Despite their many differences, Bruce knew, deep down, that they were one and the same. Twisted. Broken. Unlovable. They didn’t know how to return other people’s feelings. They always had something that comes first. For him, it was Gotham. For Hal, it was freedom. And they would never, ever change who they were. Not even for themselves. Not even for the people that they love.
Maybe that was what had drawn them together. Their similarities. Maybe that was also why they both knew they could never be with one another, no matter how much they tried.
His thoughts were interrupted with Hal’s finger on his lips. Just one finger. Rough and warm. It surprised him. He wasn’t sure why.
“Did it feel like a ghost’s kiss? Huh, Spooky?”
Bruce might have seen something on his face. A light smile. Faint and bitter. It faded all too quickly, blending back into the swirls of the background. In that brief moment when the figure in front of him was fading away, breaking up into splashes of light, he remembered holding out his hand. Decisive. Desperate. As if trying his damnedest to hold onto something.
But what was there to hold onto?
When he came to, he was standing in the hallway, inside the building whose name he had completely forgotten. If it hadn’t been for that warmth still lingering on his lips, he would have thought that the whole thing had been an illusion.
Even when Bruce had gotten in the car, he could still see it in his mind’s eye. Reeling from the strange encounter, he thought of his old teammate. Of what little was left of Hal Jordan inside that intergalactic monster. Of what they might have once had.

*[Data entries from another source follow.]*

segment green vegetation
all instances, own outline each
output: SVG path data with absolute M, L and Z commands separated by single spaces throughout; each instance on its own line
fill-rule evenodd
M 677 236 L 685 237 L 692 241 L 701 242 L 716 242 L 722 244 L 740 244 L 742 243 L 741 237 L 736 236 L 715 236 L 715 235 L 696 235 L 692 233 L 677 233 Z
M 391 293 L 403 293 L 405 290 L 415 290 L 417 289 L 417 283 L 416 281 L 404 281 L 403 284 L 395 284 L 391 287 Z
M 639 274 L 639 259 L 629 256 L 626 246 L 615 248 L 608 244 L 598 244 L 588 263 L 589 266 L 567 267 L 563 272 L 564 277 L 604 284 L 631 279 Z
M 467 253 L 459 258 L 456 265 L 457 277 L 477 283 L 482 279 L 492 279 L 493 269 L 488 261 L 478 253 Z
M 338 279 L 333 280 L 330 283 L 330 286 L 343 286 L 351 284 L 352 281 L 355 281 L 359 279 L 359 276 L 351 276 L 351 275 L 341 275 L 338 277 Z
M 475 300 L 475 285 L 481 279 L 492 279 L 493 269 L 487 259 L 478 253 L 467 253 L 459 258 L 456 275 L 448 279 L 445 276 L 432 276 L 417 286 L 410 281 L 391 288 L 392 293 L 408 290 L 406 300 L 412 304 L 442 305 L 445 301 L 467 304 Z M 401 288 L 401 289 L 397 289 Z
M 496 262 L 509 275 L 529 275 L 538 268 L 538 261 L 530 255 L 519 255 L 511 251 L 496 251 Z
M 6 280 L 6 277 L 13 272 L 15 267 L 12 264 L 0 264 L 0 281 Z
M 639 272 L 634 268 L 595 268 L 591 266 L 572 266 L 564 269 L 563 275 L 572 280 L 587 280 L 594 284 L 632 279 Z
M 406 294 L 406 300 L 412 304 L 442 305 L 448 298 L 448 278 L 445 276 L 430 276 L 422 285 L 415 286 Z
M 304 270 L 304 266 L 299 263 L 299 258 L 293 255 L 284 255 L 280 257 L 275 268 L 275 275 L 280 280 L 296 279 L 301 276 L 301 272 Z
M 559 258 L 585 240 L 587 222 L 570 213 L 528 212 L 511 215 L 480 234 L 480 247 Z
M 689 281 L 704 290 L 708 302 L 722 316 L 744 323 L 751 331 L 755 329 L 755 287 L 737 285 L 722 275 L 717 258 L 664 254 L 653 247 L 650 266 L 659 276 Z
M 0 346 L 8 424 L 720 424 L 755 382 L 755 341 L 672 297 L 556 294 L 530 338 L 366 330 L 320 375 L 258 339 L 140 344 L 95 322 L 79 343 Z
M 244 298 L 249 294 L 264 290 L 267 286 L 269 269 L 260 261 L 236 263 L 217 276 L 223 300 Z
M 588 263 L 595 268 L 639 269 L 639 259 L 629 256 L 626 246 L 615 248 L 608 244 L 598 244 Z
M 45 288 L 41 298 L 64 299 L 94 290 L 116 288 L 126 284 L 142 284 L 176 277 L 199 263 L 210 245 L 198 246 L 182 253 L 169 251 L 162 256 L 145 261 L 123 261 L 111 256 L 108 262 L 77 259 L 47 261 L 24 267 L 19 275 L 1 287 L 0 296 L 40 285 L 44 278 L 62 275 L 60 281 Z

For some reason, his mind kept getting stuck on that day. It was a day not so long after the Green Lantern Corps was shut down. Hal had come to him, in need of a friend. Someone who would listen. Something to fill the endless void in his soul. The thing around which he had built his entire identity had just collapsed. He deserved his sympathy. And yet Bruce didn’t even have the decency to listen. Had turned him away, with his tail between his legs. He knew why he did it. He was in no position to comfort anyone, shaken up as he was from Jason’s death. It made sense. Someone as broken as him couldn’t be Hal’s rock. Turning him away would be better than breaking him some more. Turning him away was the right thing to do.
But a small voice inside his head was wondering. Asking. What if he hadn’t turned him away? What if he had actually given Hal what he asked for? What if he wasn’t so dead set on burying these feelings burning in the pits of his heart, and had reached out to him? What then? Would that change anything?
He knew, deep down, that these were mere idle thoughts. He wasn’t the only person in Hal’s life. His existence was hardly enough to snap Hal out of whatever trance he was in. He didn’t have the love, nor the gentleness needed to fill that void in Hal’s heart. Their language was life-or-death situations. Fleeting moments of sympathy. The way they see themselves in the deepest, darkest parts of each other. That was all there was. That was all they were.
Try as he might, he wouldn’t be able to stop Hal from going down this road of destruction. Try as they might, they would still forever be two lonely people struggling with their own pain. Still, he couldn’t help but wish he had said something. Had opened his heart, just a little bit, and talked to Hal.
But he didn’t. And here they were. Nothing left between them but betrayal and pain and disappointment. Snapshots of the past. Memories of a Hal Jordan whom he’d lost, even if Bruce had never had him in the first place. He thought of that kiss. Too little. Too late. He tasted bitterness on his tongue. So real. So terrible. So much so that he couldn’t just write it off as remnants of a ghost long dead.